Para as acadêmicas do primeiro semestre do curso de Enfermagem Isabelle Santos de Souza e Hozana Brandão Alves tem sido uma experiência muito importante. “Entrar em um projeto como esse, logo no início, possibilita uma visão geral do que vamos ver ao longo do curso. Já tivemos contato com o prontuário e consequentemente já aprendemos a manusear os campos que vamos ter que marcar. Acabamos também percebendo algumas coisas interessantes, por exemplo, durante a coleta de dados de uma amostra dos prontuários, vimos que acidentes acontecem mais com meninos do que com meninas. É bem interessante”, fala Isabelle.
“A experiência é bastante nova, pois me fez ver com outro olhar a área de atendimento de urgência. Estou incentivada até mesmo a pensar na possibilidade de uma carreira no Samu. Além de agregar pessoalmente, estamos construindo um aprendizado que deve perdurar até o fim do curso”, comenta Hozana.
Mestranda em Enfermagem, Patrícia se interessa pela pesquisa desde a graduação, realizada também na UFMS. “Sou enfermeira obstetra, minha área de atuação é voltada à saúde da mulher, mas também tem uma parte ligada à pediatria. Queria muito trabalhar com o que ocorreu durante a pandemia e achei muito interessante o tema, além do fato de ter duas filhas pequenas, o que pode também me ajudar na rotina em casa”, fala.
Resultados preliminares
Analisando os prontuários nos três hospitais, a equipe de pesquisadoras contabilizou 85 pacientes, entre janeiro e outubro de 2019, internados devido a acidentes domésticos. No mesmo período, em 2020, o número subiu para 146. “As principais situações registradas são: queimaduras, lesão nos olhos, cortes, fraturas e traumas em geral, que ajudaram a aumentar em 75% as buscas por atendimentos em um hospital de grande porte”, aponta Maria Angélica.
Até o momento, é possível dizer que a maior parte das ocorrências aconteceram em comunidades carentes e vulneráveis. “O isolamento domiciliar de longo prazo, devido às medidas adotadas para evitar a propagação do surto da Covid-19, apresentou o potencial de aumento do risco de acidentes domésticos em crianças, como um dano colateral adicional da pandemia”, destaca a coordenadora.

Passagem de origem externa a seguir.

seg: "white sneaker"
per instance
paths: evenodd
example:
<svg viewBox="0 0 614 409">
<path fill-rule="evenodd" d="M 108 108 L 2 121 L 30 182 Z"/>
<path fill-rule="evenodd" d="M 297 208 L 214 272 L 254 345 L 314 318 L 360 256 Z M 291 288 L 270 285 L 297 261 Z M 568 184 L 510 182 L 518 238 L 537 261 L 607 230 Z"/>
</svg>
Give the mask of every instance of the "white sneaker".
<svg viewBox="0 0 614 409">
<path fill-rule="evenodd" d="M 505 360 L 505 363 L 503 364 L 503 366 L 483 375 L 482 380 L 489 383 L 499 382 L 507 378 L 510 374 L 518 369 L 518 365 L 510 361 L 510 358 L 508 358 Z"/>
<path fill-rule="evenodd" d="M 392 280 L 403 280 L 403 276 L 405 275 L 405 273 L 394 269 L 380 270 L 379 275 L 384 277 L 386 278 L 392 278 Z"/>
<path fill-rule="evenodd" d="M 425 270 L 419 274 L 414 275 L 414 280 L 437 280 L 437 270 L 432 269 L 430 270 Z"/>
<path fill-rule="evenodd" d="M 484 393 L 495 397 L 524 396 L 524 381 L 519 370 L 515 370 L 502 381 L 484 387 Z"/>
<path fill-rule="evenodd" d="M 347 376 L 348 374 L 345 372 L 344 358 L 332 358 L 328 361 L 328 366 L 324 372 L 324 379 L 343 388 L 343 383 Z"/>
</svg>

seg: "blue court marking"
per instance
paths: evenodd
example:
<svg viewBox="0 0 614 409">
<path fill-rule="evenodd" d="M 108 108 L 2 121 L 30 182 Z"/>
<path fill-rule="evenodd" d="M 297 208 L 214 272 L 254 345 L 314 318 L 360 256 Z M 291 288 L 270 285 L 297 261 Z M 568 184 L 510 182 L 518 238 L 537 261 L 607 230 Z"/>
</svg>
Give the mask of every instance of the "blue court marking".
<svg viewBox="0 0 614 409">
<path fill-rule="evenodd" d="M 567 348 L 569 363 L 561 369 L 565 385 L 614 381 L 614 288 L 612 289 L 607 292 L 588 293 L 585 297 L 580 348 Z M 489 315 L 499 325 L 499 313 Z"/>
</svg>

Em relação à análise do material divulgado pelas mídias, o grupo verificou que houve uma preocupação maior com os riscos da transmissão do novo coronavírus do que com os riscos domiciliares e com a saúde física e mental das crianças no referido período. “As mídias, vídeos, notas, material educativo disponibilizados on-line (muitas notícias falsas) são insuficientes para garantir a segurança e a prevenção de acidentes de crianças e adolescentes. Nem sempre as famílias recebem orientações de como prevenir acidentes e proporcionar um ambiente seguro em casa”, comenta a professora. A análise das reportagens, inclusive, gerou um artigo científico publicado na Revista da Sociedade Brasileira de Enfermeiros Pediatras e que pode ser conferido aqui.
O estudo também gerou outros resultados como trabalhos de conclusão de curso e apresentação em evento científico nacional (veja aqui). Além disso, os resultados parciais têm sido apresentados à comunidade, focando à prevenção de acidentes na infância e, segundo Maria Angélica, as ações são realizadas tanto na UFMS como em centros de educação infantil. O projeto também está vinculado ao Laboratório de Estudos e Pesquisas em Intervenção Familiar (Lepif).